Chaque écrit de Jean Hautepierre est un joyau ciselé avec soin afin d’éclairer les angles sombres de l’expérience humaine. Cette tragédie contemporaine en vers est, une fois de plus, une performance littéraire.

Si Los Angeles est le cadre choisi pour cette tragédie fantastique qui se déroule en 2019, ce n’est pas la cité des anges d’aujourd’hui :

« Il est, précise l’auteur, la Cité des démons et des anges telle qu’elle aurait existé si la civilisation américaine avait évolué différemment prolongeant l’entre-deux-guerres par un nouvel âge d’or artistique et littéraire – donc architectural et sculptural, comme les didascalies le suggèrent ici de façon assez explicite. »

Tout comme Eliphas Lévi, qu’il évoque dans son avant-propos, Jean Hautepierre ne croit pas à l’Enfer éternel mais il a retenu cette croyance, qui nourrit encore bien des imaginaires, pour servir sa tragédie.

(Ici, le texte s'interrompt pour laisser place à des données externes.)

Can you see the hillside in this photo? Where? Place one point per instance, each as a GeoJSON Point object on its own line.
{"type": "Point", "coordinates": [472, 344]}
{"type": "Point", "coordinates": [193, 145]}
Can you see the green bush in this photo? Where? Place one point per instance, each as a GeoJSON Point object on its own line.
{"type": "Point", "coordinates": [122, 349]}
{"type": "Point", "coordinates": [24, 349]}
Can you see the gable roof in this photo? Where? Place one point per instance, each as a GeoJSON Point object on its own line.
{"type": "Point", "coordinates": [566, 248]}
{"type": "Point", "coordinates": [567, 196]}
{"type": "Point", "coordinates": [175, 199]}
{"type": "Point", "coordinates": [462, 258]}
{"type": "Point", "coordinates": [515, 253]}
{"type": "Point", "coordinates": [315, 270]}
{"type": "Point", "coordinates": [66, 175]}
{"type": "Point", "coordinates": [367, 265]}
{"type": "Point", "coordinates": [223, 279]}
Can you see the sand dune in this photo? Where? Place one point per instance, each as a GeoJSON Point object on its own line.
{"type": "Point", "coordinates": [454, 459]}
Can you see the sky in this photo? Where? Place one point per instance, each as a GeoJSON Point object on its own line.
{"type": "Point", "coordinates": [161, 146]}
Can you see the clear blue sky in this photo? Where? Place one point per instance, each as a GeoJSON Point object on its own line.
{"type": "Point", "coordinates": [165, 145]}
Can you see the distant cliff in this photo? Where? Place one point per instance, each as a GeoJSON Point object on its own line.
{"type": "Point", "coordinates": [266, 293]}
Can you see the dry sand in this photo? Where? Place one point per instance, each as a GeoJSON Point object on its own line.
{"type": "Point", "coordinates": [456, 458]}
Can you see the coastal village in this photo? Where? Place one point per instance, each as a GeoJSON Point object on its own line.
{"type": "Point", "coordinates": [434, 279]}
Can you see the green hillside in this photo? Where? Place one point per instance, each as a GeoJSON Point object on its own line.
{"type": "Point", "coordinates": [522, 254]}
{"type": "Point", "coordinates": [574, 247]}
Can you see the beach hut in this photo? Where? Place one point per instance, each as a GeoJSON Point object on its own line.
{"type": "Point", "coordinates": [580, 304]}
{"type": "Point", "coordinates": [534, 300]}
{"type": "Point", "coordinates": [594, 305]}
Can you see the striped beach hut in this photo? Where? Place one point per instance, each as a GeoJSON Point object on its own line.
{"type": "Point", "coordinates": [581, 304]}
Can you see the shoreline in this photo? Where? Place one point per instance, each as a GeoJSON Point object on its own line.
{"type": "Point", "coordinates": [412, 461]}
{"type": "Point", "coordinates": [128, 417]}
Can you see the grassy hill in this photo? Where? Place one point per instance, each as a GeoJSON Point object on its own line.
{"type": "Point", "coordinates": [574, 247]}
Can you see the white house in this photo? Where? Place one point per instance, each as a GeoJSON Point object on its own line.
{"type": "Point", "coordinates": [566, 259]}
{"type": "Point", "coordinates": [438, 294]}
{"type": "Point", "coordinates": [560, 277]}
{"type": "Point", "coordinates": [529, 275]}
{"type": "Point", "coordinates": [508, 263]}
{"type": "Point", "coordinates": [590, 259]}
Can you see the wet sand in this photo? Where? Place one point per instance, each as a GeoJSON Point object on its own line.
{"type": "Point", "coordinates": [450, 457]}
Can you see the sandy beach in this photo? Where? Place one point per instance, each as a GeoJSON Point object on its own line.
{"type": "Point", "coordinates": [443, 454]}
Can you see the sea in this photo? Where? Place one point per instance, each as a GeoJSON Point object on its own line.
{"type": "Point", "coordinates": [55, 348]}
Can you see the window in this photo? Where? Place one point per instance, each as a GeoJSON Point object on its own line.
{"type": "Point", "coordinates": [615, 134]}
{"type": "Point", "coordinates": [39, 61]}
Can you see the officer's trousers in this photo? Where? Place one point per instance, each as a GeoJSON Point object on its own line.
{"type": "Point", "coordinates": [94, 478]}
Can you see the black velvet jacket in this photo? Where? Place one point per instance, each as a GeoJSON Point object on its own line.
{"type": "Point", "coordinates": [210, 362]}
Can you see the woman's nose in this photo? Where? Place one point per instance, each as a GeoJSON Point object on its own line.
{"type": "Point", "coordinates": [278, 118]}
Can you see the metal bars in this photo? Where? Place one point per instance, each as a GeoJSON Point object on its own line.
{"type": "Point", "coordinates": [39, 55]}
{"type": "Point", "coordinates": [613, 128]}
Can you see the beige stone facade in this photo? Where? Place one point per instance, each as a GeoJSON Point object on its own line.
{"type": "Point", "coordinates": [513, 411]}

Stello, le personnage central est un homme apparemment ordinaire, disons plus qu’ordinaire car il s’engage bel et bien sur la voie magique des héros, affrontant seul les puissances de l’Enfer et du Ciel. Jean Hautepierre nous le décrit « presque arrivé à l’aboutissement du Grand-Œuvre, presque éveillé, ayant presque atteint les sommets de la supraconscience ». Ce presque nous rappelle l’intervalle entre la réalisation et son idéal chez Giacometti ou Beckett, « Essayer encore. Rater encore. Rater mieux ». C’est dans cet intervalle, faille par laquelle échapper au destin, que se trouve la voie, c’est dans ce presque que réside la tragédie mais aussi la liberté.

 

« Car dans le tourbillon sans fin de la Fortune,

Dévorant tout sous les feux pâles de la lune,

Je vois non le hasard mais le fatal tourment

Régner sur l’univers par tout le firmament

– Mais s’effacer le temps d’un souffle, quand une âme

Exalte à travers tout son immortelle flamme,

Fléchissant le Destin aux millions de clartés

De sa terrible, fière et haute volonté. »

 

Satan, l’évaluateur, face à la volonté, au courage, de Stello, propose l’ultime problème que chaque auteur se confrontant au dilemme faustien envisage différemment :

 

« Ton âme m’appartient. Mais je sais ton mérite,

Toute l’immensité des maux que tu m’évites,

Et je veux, pour qu’on clame à l’autre bout des temps

La magnanimité du Seigneur des gisants,

Avant qu’à ton trépas mes griffes ne t’enlacent,

T’accorder le répit d’une dernière grâce :

A mon retour, Stello, tu me diras quel vœu

Peut rendre tes instants ultimes plus heureux. »

 

Avant cela, Stello aura traversé bien des états obscurs et, avec lui, le monde. Le sublime vient traverser parfois le démoniaque et illustrer l’adage qui veut que là où il y a un vouloir, il y a une voie. Le chœur des Anges nous enseigne :

 

« Seuls passent les portes des Cieux ceux qui vont plus loin que leur être,

Plus loin même que leur salut le jour où tout doit disparaître,

Et toujours prêts à s’élancer à l’assaut de la vie sans peur

Font résonner à travers tout le grand galop de leur ardeur ! »

 

La tragédie initiatique de Jean Hautepierre mérite non pas une lecture mais plusieurs. C’est peu à peu, étrangement même, que la poésie se dénude pour laisser la parole inhabituelle s’inscrire dans la conscience.